Love the Resurrection Cookies. And I feel your pain, farm wife. We went through a period of reading the New Testament where my (then) 4yo was VERY concerned about people going blind, deaf or losing the ability to walk. And what if Jesus wasn’t around to heal us!
An ex-Catholic friend of mine suggested setting up pictures of the passion and resurrection for the kids to see around the house, like stations of the cross, only…different pictures. He pointed out that the Catholic church has been educating illiterate people on Jesus for centuries this way. So we have pictures in page protectors all over the hallway, at 3 feet high. It’s not cookies, but we’ll see.
No suggestions, but here’s a joke: What do you get when you pour boiling water down a rabbit hole? Hot cross bunnies! Get it? Ha!
Bright One says
At relief society last week our teacher gave us little snack bags with jelly beans (appropriately colored) and this little verse inside….sorry I don’t know where she got it…
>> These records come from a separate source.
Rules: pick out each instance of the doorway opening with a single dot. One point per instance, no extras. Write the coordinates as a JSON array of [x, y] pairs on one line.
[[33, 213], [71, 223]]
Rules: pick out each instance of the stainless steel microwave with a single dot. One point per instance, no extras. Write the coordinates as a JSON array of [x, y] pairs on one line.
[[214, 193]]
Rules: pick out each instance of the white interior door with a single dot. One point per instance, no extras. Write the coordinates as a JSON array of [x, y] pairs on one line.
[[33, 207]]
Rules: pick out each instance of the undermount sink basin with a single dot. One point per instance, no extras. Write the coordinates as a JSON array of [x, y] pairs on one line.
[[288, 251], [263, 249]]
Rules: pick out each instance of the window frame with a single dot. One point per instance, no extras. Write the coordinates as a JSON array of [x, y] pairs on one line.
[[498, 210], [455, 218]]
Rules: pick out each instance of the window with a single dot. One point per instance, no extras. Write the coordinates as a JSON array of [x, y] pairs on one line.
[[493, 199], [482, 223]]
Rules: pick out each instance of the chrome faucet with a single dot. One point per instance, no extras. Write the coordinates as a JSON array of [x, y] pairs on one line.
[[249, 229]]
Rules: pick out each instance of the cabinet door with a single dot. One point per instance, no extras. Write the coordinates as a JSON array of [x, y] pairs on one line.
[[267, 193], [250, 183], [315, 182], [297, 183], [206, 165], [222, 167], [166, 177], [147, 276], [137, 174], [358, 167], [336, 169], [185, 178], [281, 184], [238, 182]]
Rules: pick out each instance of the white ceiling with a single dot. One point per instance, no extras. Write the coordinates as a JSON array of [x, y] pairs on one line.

RED IS FOR THE BLOOD HE GAVE.
GREEN IS FOR THE GRASS HE MADE.
YELLOW IS FOR THE SUN SO BRIGHT.
ORANGE IS FOR THE EDGE OF NIGHT.
BLACK IS FOR THE SINS WE MADE.
WHITE IS FOR THE GRACE HE GAVE.
PURPLE IS FOR HIS HOUR OF SORROW.
PINK IS FOR OUR NEW TOMORROW.
A BAG FULL OF JELLY BEANS
COLORFUL AND SWEET,
IS A PRAYER, IS A PROMISE,
IS A SPECIAL TREAT
MAY THE JOY OF CHRIST’S RESURRECTION
FILL YOUR HEART AND BLESS YOUR LIFE.